Obergefreiter or Private First Class Friedrich Selbach served in the German Wehrmacht during World War Two. He was born in Annagraben 33, Bonn, Germany on 16th April 1907.
In 1945, he came to Larne, Co. Antrim as a prisoner of war. On 25th July 1945, Selbach was part of a prisoner transport involved in a road traffic collision on the outskirts of Larne. He died the following day on 26th July 1945 aged 38 years old. The recorded place of death was Orangefield Military Hospital, Belfast, Co. Antrim.

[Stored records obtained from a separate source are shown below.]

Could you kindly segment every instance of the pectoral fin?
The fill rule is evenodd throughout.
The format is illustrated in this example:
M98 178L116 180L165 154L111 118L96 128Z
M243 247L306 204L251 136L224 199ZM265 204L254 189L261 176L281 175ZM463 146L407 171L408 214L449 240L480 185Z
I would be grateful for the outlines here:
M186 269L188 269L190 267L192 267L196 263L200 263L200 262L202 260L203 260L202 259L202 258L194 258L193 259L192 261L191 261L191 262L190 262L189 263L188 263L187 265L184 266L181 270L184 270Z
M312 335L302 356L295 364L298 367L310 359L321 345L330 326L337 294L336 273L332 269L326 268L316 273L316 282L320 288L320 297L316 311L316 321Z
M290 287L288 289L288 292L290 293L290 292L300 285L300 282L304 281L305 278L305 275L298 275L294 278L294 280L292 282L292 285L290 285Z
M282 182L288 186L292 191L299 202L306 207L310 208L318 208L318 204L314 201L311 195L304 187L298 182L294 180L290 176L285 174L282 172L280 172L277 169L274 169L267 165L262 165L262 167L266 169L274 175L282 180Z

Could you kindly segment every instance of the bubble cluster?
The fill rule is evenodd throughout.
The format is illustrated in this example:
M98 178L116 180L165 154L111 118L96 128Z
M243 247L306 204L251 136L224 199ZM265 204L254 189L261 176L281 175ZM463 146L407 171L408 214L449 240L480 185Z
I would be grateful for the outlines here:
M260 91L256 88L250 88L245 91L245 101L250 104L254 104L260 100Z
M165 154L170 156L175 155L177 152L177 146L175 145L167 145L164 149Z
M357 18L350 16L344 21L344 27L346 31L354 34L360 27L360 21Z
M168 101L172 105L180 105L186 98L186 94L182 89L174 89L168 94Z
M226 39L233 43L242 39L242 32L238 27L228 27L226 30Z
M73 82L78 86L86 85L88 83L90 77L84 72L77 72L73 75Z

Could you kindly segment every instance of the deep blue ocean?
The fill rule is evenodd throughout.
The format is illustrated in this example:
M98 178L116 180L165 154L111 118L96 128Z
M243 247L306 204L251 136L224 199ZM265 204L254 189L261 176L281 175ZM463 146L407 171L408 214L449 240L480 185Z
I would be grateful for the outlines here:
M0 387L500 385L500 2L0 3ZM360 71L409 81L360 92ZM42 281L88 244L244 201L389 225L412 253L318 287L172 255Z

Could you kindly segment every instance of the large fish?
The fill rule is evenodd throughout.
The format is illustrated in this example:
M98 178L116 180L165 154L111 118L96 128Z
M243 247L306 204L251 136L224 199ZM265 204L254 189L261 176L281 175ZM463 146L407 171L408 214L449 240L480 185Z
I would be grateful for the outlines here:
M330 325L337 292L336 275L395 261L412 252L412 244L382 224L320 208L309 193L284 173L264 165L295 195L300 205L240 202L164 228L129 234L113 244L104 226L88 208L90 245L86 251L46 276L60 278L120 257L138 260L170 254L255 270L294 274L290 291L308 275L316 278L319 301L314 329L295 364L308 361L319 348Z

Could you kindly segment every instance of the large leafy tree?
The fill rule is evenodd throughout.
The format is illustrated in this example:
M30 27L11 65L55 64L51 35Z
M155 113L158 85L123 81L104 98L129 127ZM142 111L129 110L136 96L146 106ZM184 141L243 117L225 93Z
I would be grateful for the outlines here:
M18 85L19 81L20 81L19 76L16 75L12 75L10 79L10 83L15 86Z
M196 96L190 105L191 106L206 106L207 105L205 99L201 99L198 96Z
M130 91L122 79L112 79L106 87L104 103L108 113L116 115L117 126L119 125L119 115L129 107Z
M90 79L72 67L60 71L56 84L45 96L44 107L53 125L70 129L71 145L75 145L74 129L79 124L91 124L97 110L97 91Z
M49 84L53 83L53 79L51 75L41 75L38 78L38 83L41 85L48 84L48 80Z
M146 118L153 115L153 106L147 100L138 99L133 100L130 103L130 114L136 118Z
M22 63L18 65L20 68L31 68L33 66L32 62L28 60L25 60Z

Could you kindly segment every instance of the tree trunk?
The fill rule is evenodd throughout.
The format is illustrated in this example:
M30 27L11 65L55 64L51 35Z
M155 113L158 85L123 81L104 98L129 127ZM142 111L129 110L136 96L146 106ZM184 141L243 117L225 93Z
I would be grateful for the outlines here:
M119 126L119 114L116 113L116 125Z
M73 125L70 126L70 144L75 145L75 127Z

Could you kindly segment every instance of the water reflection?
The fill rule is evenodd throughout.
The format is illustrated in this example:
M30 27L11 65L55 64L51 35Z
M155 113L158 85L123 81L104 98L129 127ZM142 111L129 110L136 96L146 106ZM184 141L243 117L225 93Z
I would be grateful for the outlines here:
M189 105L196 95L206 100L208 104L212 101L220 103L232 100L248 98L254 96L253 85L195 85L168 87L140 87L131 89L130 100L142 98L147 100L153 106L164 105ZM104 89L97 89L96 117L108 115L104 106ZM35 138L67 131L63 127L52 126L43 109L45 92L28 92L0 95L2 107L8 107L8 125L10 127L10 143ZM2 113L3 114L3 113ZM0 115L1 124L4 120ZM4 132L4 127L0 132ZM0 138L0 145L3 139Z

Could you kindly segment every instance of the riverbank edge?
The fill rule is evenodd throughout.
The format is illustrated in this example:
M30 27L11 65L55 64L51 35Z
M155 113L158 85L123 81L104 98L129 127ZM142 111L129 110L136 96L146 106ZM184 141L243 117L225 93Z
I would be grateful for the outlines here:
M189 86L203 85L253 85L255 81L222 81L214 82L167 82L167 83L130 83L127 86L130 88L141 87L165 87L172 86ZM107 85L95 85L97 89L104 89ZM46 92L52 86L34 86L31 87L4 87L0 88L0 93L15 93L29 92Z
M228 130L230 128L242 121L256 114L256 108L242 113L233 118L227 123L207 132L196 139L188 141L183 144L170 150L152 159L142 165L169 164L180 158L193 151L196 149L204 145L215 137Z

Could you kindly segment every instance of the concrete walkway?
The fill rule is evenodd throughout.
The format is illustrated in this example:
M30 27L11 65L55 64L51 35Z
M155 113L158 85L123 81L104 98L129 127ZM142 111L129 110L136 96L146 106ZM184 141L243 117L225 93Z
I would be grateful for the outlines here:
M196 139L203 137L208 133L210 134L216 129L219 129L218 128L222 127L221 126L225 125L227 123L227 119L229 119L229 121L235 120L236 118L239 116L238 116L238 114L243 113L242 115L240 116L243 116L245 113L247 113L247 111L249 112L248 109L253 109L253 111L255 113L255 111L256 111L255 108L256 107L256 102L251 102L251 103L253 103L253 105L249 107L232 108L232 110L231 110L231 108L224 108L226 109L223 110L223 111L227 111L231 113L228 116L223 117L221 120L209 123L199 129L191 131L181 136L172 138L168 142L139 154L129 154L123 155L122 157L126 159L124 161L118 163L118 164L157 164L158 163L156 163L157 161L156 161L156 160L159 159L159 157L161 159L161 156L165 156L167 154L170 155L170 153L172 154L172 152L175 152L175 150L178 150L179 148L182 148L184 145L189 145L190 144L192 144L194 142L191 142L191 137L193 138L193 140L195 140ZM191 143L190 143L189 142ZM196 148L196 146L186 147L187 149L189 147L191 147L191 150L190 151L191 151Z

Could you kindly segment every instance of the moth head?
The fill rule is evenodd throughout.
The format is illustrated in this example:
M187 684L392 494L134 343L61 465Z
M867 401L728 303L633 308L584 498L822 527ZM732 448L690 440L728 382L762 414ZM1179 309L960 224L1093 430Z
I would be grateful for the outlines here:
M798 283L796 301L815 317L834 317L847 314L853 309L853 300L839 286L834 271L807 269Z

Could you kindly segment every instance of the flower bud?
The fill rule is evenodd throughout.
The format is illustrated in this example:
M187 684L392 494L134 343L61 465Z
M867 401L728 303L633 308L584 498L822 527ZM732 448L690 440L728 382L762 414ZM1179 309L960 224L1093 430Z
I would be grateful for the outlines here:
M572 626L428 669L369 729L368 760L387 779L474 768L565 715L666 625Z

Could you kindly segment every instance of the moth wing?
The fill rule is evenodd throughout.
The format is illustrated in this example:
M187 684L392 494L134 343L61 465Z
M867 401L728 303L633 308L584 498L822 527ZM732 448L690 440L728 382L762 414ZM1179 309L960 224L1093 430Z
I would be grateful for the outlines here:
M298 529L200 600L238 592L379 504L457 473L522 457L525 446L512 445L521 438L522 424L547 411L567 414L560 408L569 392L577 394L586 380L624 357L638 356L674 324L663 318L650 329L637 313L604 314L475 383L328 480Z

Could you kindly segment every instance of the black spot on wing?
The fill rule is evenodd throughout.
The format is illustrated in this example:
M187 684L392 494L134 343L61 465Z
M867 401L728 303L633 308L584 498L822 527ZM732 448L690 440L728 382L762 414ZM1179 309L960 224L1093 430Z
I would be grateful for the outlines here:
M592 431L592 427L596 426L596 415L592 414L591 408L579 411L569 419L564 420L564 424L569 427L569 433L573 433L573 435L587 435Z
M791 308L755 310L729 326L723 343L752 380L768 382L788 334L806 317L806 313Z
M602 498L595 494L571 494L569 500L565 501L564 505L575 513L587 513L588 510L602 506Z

A German prisoner, Edward Jouck who learned to speak English working on board English steamships before the war, gave evidence. The 2 men were part of the same transport departing Larne Railway Station for a coal dump somewhere in Northern Ireland. There were 15 prisoners and 1 escort from the British Army on board.
While travelling at approximately 25mph, the lorry struck the kerb at the side of the narrow street. The jolt saw Friedrich Selbach crushed between a telegraph pole and the iron support of the lorry’s hood.
The escort was Gunner W Thompson of the Royal Artillery. His evidence corroborated that of Edward Jouck. Belfast City Coroner, Dr. HP Lowe returned an open verdict after considering the evidence. The Larne Times and The Ballymena Weekly Telegraph carried the story on 9th August 1945 and 10th August 1945.
Friedrich Selbach’s grave is in Section 4, Row 3, Grave 31 of Cannock Chase German Military Cemetery, Penkridge Bank, Staffordshire, England. He was first buried on 28th July 1945 in Glenalina Extension, Section CS, Grave 26 of Belfast City Cemetery, Belfast, Co. Antrim. He was repatriated on 18th July 1962.